Raeren-Kalterh. (1)

GA059 1929: Raeren - Kalterherberg

1929: Grenzfestlegung betreffend die Eisenbahnstrecke von Raeren nach Kalterherberg


Nachdem die Grenzfestlegung durch die Grenzkommissare in den ersten Jahren der 20er Jahre vollzogen und das Gebiet um Eupen endgültig von Belgien einverleibt worden war, war das Thema der deutsch-belgischen Grenze dennoch nicht abgeschlossen. Bereits am 7. November 1929 schloss Deutschland mit Belgien einen neuen Grenzvertrag.

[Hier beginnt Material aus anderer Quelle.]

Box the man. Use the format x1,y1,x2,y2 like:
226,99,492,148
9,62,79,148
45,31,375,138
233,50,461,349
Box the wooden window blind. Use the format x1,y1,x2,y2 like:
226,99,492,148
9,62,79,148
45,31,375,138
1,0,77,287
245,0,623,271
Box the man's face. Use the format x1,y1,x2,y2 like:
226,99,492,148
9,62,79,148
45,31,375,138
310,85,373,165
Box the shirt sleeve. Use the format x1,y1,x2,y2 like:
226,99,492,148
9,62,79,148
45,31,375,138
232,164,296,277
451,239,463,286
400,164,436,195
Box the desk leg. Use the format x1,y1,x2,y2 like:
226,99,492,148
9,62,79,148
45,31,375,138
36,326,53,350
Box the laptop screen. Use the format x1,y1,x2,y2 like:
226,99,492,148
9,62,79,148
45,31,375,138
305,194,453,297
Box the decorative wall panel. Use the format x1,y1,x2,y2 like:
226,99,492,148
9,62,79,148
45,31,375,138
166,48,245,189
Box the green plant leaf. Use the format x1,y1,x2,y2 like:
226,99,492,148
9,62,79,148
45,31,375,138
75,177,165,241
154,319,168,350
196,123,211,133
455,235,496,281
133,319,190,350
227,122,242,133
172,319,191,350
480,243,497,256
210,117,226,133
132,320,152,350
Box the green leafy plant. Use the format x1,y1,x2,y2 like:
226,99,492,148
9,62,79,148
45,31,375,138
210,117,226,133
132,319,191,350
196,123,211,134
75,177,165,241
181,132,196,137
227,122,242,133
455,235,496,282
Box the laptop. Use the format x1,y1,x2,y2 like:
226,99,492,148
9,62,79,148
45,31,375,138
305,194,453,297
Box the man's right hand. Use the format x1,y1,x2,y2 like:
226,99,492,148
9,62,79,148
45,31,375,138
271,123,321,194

Am 28. März 1931 hatte der Reichstag das Gesetz über das Abkommen hinsichtlich der deutsch-belgischen Grenze vom 19. März 1931 beschlossen. Darin steht, dass dem am 7. November 1929 in Aachen unterzeichneten Abkommen zwischen Deutschland und Belgien bezüglich der deutsch-belgischen Grenze zugestimmt werde. Sinn dieses Abkommens war es, die Bestimmungen vom 6. November 1922 zu ergänzen und wenn nötig auch abzuändern.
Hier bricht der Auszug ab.